Already ordered mine - thank you for this awesome release.
So about 3d files. Would you be releasing STEP files? Or any other solids? STLs are fine for 3d printing and accessories but modifications need solid files not mesh. Yes, we can reverse engineer the STLs but it would be a lot easier if you just released originals. I already got some ideas on how to make those files easier to print. Thanks!

popcornboy · December 21, 2024, 10:47pm

Please also add a switch to mute the speaker(s).

tom_l · December 21, 2024, 11:09pm

Plug any 3.5mm stereo/mono plug into the ext. speaker socket. That will disconnect the internal speaker.

dumbdevice · December 22, 2024, 12:28am

I think 2 voice-related things could be improved/added:

Timers. I wish we had maybe Timers item in side panel. So you could set timer from the dashboard too, pause and cancel timers from the dashboard. Set timers beep sound and output speaker.
Alarm clock. Looks like it’s completely missing in HA. I wish we could set Alarm clock with voice or in dashboard. Like timers it needs a place in side panel too.

There could be indicator on the dashboard if timer or Alarm clock is active.

finity · December 22, 2024, 3:15am

Does anyone know one way or the other for sure if the device can initiate conversations via automations or is it strictly always only listening for the wake word to initiate some interaction?

fversteegen · December 22, 2024, 6:48am

Hmmm… Apparently you can no longer buy them through Seeedstudio

Hedda · December 22, 2024, 8:27am

+1 however music playback specific requests are probably better directed to the Music Assistant project (which do share some of the same developers as Home Assistant), check out these existing feature request discussions about ESP32 playback:

music-assistant · Discussions · GitHub

I posted this directly related feature request there asking for "Matter Casting " (a.k.a. MatterCast):

"Matter Casting" (a.k.a. MatterCast) audio/music and video player (streaming reciever) for new/upcoming video and music cast standard? · music-assistant · Discussion #2342 · GitHub

There is by the way a good summary of the Music Assistant project in this blog post:

Music Assistant 2.0: Your Music, Your Players - #927 by nbraude

Hedda · December 22, 2024, 8:33am

Would it be possible to add “Matter Casting” (a.k.a. MatterCast) audio/music and video player (streaming reciever) for new/upcoming video and music cast standard support in the future?

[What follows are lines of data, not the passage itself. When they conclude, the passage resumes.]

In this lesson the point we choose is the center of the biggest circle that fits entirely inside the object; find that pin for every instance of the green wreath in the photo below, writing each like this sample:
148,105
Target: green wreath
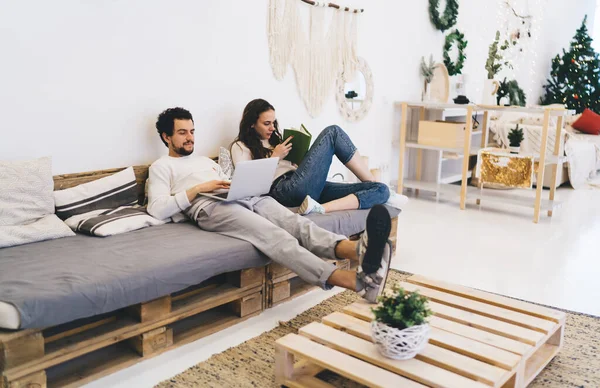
461,45
450,14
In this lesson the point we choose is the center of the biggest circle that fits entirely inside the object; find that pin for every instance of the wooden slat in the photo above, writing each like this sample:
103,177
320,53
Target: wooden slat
307,382
491,325
152,310
34,380
478,350
362,310
153,341
538,361
20,350
196,291
187,308
342,364
471,348
80,329
7,335
498,341
435,355
247,277
496,300
495,312
413,369
450,352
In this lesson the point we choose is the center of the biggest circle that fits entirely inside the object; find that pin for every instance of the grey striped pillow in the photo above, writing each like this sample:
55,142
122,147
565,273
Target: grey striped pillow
112,221
119,189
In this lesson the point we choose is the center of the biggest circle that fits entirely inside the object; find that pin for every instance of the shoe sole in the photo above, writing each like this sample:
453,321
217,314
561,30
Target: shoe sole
385,276
379,225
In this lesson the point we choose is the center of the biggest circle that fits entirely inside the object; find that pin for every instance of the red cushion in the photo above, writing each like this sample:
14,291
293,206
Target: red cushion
589,122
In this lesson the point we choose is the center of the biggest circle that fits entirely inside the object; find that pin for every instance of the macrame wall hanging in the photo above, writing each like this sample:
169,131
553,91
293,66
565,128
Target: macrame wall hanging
318,55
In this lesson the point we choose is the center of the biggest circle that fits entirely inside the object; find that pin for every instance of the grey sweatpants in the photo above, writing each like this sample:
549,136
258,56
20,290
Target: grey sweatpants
283,236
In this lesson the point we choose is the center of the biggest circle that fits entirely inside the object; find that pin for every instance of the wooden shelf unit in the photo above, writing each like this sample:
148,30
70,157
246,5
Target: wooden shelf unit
464,191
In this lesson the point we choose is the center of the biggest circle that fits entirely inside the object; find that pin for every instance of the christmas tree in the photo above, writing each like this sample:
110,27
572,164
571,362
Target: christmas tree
574,79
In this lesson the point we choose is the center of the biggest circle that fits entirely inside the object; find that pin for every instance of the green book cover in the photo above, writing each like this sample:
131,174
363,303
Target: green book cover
300,143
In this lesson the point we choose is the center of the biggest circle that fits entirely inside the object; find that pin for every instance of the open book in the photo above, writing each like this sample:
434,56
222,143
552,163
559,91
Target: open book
300,143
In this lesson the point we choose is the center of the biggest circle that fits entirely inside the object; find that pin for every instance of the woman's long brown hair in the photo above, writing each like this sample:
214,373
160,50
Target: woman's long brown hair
248,134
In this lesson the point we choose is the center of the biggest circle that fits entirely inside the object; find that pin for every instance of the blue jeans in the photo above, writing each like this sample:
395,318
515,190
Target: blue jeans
311,176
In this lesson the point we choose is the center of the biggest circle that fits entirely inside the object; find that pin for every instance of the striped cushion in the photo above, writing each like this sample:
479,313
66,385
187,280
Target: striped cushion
106,193
112,221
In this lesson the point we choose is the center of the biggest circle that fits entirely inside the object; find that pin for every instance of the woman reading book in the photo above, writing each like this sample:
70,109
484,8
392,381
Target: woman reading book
305,184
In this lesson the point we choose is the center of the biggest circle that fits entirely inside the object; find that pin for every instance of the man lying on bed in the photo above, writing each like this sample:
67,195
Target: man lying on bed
285,237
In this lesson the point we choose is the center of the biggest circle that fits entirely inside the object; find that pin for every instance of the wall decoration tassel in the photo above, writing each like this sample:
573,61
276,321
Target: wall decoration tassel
317,59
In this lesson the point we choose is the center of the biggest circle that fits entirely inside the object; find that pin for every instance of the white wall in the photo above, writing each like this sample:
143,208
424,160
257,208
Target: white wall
83,81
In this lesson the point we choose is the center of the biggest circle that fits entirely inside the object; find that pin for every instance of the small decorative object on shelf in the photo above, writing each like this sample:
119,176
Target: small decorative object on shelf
351,94
457,37
493,65
427,70
515,137
400,329
462,100
511,91
498,169
447,21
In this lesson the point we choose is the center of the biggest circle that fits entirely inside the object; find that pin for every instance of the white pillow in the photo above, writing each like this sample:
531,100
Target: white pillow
49,227
26,194
27,204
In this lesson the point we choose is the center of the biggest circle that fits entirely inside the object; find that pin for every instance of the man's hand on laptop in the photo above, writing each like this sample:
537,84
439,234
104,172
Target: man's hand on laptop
207,187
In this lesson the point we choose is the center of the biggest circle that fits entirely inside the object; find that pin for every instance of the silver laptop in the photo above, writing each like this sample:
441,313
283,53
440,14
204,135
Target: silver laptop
252,178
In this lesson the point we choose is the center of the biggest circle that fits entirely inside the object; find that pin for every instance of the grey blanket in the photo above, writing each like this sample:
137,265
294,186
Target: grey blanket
58,281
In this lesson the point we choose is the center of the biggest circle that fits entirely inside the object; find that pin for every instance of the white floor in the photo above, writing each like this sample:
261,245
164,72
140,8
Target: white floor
555,262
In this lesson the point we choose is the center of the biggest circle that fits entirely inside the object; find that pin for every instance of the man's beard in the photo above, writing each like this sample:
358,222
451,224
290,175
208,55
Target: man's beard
183,152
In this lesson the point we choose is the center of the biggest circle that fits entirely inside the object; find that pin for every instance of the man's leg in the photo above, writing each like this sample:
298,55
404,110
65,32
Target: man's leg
373,250
237,221
319,241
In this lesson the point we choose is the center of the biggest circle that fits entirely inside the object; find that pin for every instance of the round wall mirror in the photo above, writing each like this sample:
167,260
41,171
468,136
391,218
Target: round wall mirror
354,93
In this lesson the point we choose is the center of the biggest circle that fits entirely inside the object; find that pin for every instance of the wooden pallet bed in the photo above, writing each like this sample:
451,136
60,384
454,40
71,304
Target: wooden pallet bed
78,352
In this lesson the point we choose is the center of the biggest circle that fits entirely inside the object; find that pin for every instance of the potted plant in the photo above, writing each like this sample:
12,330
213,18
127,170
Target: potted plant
427,70
515,137
400,329
493,65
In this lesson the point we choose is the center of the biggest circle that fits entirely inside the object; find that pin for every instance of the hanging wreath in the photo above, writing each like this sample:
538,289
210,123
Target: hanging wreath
461,44
450,14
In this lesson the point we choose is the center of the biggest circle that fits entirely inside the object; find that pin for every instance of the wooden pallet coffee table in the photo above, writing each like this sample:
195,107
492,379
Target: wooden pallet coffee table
477,339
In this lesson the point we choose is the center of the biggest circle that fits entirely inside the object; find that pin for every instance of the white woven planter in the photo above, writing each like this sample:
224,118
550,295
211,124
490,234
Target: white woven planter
399,344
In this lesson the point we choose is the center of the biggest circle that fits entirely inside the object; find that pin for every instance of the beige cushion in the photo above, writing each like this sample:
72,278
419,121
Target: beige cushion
27,203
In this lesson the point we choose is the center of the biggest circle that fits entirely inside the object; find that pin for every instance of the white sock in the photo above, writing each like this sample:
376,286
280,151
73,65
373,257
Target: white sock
397,200
309,205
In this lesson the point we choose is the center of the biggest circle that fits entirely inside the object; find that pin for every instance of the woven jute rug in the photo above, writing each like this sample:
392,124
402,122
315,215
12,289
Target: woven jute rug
251,364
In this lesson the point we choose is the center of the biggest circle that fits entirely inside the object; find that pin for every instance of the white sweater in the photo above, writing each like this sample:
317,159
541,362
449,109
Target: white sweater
240,153
170,177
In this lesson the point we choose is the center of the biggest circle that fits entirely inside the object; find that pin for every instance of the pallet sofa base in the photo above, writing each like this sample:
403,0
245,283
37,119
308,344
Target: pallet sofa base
79,352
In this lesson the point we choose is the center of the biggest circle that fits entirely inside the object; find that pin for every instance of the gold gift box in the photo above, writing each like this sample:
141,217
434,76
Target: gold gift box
503,169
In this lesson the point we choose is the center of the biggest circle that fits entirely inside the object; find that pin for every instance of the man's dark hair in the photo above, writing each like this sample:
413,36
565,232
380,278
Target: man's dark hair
166,121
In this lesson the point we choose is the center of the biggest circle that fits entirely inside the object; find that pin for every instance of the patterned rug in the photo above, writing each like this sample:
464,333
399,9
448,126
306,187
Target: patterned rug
251,363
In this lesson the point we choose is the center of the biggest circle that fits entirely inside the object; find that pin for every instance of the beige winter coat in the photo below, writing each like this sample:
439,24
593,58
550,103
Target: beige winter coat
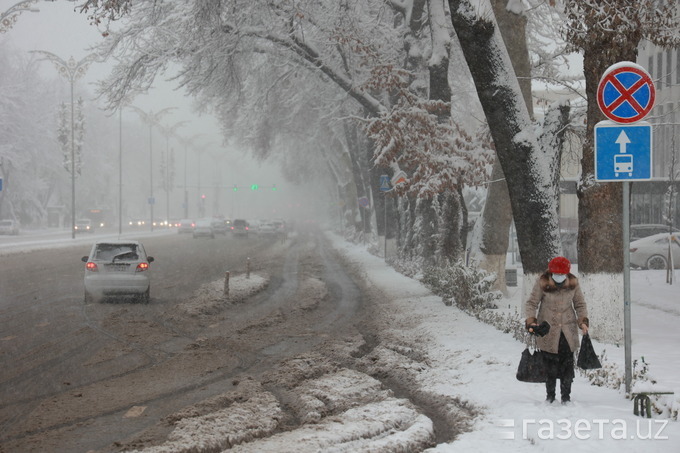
563,307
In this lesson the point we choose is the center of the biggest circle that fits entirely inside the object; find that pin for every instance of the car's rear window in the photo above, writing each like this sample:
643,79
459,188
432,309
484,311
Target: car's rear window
110,251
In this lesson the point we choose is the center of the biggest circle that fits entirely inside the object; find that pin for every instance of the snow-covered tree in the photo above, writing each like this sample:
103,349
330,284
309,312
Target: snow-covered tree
608,32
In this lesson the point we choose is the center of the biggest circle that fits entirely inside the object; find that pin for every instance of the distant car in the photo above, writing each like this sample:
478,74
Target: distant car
240,227
652,252
644,230
136,223
117,268
220,226
185,226
9,227
280,225
84,226
203,227
267,228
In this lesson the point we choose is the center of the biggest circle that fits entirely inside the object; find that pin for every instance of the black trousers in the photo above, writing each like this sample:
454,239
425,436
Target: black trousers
559,366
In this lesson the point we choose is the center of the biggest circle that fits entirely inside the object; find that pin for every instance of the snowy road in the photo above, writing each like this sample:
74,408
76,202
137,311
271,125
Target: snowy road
324,352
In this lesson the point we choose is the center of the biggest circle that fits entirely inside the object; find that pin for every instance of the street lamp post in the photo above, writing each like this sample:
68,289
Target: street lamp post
168,131
201,206
73,71
151,119
186,142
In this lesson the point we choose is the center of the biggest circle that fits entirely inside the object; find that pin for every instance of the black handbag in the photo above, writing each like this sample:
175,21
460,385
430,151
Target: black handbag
587,359
531,366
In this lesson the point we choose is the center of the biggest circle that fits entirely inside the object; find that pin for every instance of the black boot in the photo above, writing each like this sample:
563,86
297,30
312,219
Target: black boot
565,390
550,389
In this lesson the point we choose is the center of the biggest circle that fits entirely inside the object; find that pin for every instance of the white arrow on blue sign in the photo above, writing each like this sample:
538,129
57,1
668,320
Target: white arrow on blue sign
623,152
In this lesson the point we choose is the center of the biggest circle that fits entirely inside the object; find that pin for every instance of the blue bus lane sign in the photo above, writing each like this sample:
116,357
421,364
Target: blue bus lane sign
623,152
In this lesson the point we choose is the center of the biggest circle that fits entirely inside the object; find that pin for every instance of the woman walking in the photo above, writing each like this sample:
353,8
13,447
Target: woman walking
557,299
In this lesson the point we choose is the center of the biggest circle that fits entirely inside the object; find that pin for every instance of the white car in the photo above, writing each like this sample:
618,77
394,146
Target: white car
652,252
204,227
85,226
117,268
9,227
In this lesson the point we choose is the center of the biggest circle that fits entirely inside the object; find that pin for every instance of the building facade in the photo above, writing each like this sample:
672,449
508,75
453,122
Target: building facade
655,201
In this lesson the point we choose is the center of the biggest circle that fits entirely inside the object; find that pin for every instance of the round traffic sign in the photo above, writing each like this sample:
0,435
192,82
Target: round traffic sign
626,93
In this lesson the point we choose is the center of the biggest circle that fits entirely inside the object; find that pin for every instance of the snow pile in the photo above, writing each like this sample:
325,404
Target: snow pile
210,298
389,425
469,367
252,412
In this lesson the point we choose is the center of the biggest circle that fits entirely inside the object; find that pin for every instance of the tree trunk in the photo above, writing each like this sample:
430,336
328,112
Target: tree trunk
533,195
497,215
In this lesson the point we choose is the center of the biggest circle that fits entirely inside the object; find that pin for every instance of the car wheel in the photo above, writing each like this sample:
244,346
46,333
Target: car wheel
656,262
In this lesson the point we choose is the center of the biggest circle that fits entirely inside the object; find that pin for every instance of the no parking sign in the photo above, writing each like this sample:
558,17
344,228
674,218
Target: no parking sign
626,92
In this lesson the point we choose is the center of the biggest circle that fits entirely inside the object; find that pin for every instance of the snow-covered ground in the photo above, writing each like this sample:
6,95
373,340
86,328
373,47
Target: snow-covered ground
475,362
458,360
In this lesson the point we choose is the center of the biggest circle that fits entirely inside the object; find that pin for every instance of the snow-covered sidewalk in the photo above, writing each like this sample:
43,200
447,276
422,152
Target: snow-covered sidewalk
476,363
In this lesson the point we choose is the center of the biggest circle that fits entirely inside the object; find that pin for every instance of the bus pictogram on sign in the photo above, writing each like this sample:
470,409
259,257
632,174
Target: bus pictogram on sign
626,93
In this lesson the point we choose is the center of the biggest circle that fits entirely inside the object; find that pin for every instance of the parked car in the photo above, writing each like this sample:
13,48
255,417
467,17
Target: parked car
117,268
84,226
203,227
186,226
240,227
644,230
652,252
9,227
220,226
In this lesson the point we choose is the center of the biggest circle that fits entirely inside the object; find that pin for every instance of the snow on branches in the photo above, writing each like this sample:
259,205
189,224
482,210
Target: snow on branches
620,22
419,137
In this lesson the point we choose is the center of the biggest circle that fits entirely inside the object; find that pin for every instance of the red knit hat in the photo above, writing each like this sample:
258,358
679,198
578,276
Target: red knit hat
559,265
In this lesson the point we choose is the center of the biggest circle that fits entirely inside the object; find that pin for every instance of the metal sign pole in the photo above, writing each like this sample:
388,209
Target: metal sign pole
626,284
385,224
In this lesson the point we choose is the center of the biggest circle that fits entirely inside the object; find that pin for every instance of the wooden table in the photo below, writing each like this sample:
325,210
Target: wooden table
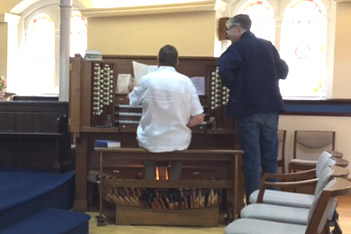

"Matter Casting" (a.k.a. MatterCast) audio/music and video player (streaming reciever) for new/upcoming video and music cast standard? · music-assistant · Discussion #2342 · GitHub

Please consider researching and planning for adding custom “Matter Casting” (a.k.a. MatterCast) receiver/client for Music Assistant and later in the future also “Matter Casting” streaming service for newer and upcoming connected smart-speakers and smart-displays/televisions (like the latest products from Amazon) that will be able to act as receiver endpoints and audio/music player for “Matter Casting” (a.k.a MatterCast) audio/music and video streaming when those become available. Matter Casting is aimed at democratize local video and audio casting in a universal way that can be supported by all ecosystems and platforms.

https://www.matteralpha.com/explainer/what-is-matter-casting (Note! unofficial explainer blog)
What is Matter Casting? | Know-how | matter-smarthome (Note! another unofficial blog)

“Matter Casting” is a new open protocol media streaming standard and the Matter Casting APIs for casting video and audio streams over a local network is only a small part of the currently much-hyped Matter standard suite for IoT which is being led, promoted and developed by the CSA (Connectivity Standards Alliance) and its very impressive list of member companies:

balloob · December 22, 2024, 9:32am

Yep, ffmpeg is used on the HA side to convert all incoming audio into something ESPHome understands (feature not limited to Voice PE)

balloob · December 22, 2024, 9:36am

Wyoming is an open voice assistant protocol that we created to allow hosting Speech-to-Text etc engines in different processes or hosts (like your beefy server). Voice PE leverages the ESPHome protocol as it’s an ESPHome device. Everything is open and we encourage people and companies to use and integrate them as they wish.

balloob · December 22, 2024, 9:37am

This is not possible yet but planned.